There were two births this past week (I believe both were July 4th, actually!) in the blogs-I-follow world. Cristy had Gloria, and Michelle Au over at the Underwear Drawer had Nina. I've been keeping a close eye on their blogs for the past few days, just waiting to hear news. It's funny, because despite having no communication with these two women outside of reading their blogs and occasional comments, I'm genuinely happy for their expanding families.
I know there are have been other births in the blog-world since my own, many many more, actually, but these are the first that have elicited any kind of response from my own uterus. I think I might feel a twinge of baby-fever coming from down there, albeit a low-grade one. It seems easy enough to explain, these two births are perfectly timed with Mia beginning her departure from baby-hood. At a forth of July party we went to on Wednesday, there was a 10 month old baby that we spent a few minutes with. It's amazing what a difference just 4 months make in a baby's development; it made me miss having a little cuddly bundle. It's been 13 months and a few days since my own labor and delivery, and evidently, that's the amount of time it takes for me to think back on my time at the hospital (and the following weeks of difficulties) with any amount of fondness. Actually, it's probably around this time last year that I started being comfortable moving again.
I've said before that I didn't have a complicated pregnancy, labor, or delivery. I had a vaginal delivery, with only about 30 minutes of pushing. But, because Mia's arm was up around her face instead of down alongside her body, I got third degree tears. Mia came out before my Doctor made it into the delivery room, so there was nobody to do an episiotomy. These are not so uncommon, but extremely uncomfortable and slow to heal (for me), so the six weeks after delivery were slow and painful. I blame my difficulty losing weight and exercising now to my 6 weeks of complete inactivity during my maternity leave. It's nothing compared to what a lot of people go through, but hey, it was tough on me.
But now? I'm OK with what happened. And yes, the tearing is likely to happen again, but at least if/when there is a second time around, we'll be ready for it. So far, I have had ZERO desire for a second child, except for not wanting Mia to be an only child. But that hasn't seemed like reason enough. To have a second child, it has to be more than just wanting to give your first child something that you find important. You have to want more people in your family! B and I continued to talk as if there would be a second child, making plans to upsize our car in 2013, buying a new carseat for Mia with the intention of reusing her infant one for #2. But in the back of my mind, it's always been an "if".

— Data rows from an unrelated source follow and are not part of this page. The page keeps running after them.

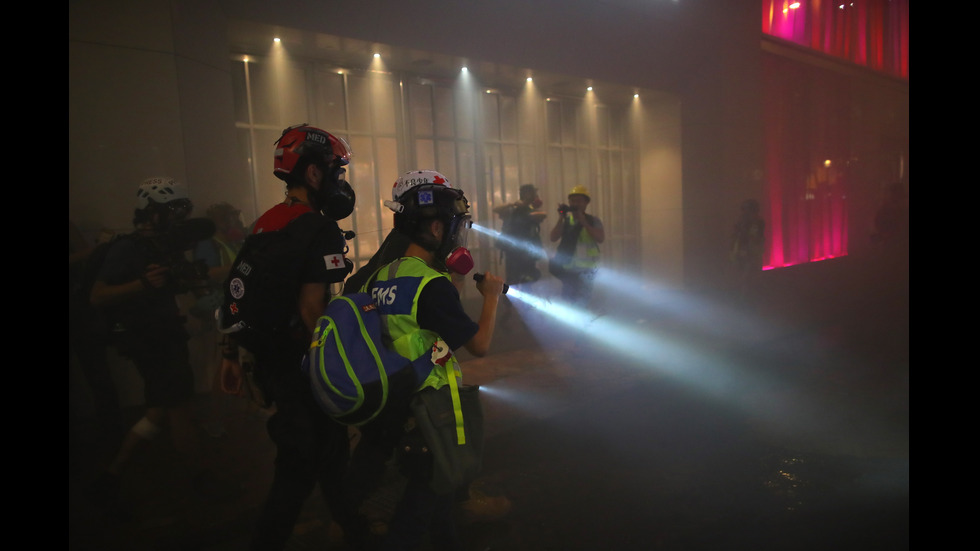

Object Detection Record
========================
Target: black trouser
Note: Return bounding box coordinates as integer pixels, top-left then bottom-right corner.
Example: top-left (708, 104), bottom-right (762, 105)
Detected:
top-left (252, 342), bottom-right (367, 550)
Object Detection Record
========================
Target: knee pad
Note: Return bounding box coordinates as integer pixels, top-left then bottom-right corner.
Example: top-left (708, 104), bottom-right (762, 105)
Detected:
top-left (129, 417), bottom-right (160, 440)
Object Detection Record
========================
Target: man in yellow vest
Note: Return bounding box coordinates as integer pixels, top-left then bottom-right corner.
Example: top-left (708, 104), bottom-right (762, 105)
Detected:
top-left (366, 171), bottom-right (503, 549)
top-left (549, 186), bottom-right (606, 305)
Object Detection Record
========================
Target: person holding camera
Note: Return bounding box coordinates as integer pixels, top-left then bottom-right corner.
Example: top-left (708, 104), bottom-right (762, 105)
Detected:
top-left (549, 186), bottom-right (606, 305)
top-left (493, 184), bottom-right (548, 285)
top-left (89, 177), bottom-right (222, 507)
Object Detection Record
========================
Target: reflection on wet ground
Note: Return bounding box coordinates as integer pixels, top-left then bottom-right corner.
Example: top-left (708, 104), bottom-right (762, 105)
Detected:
top-left (69, 260), bottom-right (909, 551)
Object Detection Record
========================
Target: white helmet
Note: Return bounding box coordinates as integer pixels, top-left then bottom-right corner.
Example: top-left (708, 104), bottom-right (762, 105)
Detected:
top-left (136, 176), bottom-right (188, 209)
top-left (384, 170), bottom-right (454, 212)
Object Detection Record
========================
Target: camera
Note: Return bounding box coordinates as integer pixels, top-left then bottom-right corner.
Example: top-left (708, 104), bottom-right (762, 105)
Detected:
top-left (137, 218), bottom-right (215, 294)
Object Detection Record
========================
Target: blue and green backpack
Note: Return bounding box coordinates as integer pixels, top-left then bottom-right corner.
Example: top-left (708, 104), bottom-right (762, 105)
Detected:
top-left (303, 293), bottom-right (432, 426)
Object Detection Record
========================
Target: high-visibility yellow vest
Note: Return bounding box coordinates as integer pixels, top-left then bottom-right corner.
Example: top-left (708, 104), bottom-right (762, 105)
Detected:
top-left (565, 213), bottom-right (599, 270)
top-left (370, 256), bottom-right (466, 446)
top-left (364, 257), bottom-right (460, 389)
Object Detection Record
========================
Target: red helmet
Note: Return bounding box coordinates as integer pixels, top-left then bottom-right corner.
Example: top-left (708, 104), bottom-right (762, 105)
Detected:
top-left (272, 123), bottom-right (351, 180)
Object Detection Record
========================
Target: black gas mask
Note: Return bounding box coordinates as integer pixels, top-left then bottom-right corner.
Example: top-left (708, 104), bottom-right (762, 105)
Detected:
top-left (314, 166), bottom-right (357, 220)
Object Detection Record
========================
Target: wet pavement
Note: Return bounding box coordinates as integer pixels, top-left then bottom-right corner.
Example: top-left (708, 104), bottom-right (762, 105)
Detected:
top-left (69, 256), bottom-right (909, 551)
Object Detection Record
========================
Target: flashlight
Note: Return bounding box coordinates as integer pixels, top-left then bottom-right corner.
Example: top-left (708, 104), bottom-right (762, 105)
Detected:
top-left (473, 272), bottom-right (510, 295)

There are people close to me who I know want another child, but for one reason or another, are unable to, or have been unable to so far. My sister in law and her husband have been having difficulties conceiving #2, even though #1 was conceived in their first month of trying. It's hard to talk about my own past struggle with whether I want another one since my friends either 1)have no babies, or 2)want more, but can't. And also, because of how difficult her struggle has been, I guess I don't want to put my decision off too long. I don't want to wait the three years that we want between our kids, only to find out that we will have trouble with #2 also. Of course, there are questions. Whether we can afford another daycare bill, whether I can take another, longer maternity leave, whether we think we have enough energy to devote to raising a second baby. But finally, I am starting to feel confident that yes, we'll plan on having more. I can do it. I want to do it.
Just not yet. We'll just have to hope for the best, but our family is not ready for a second addition.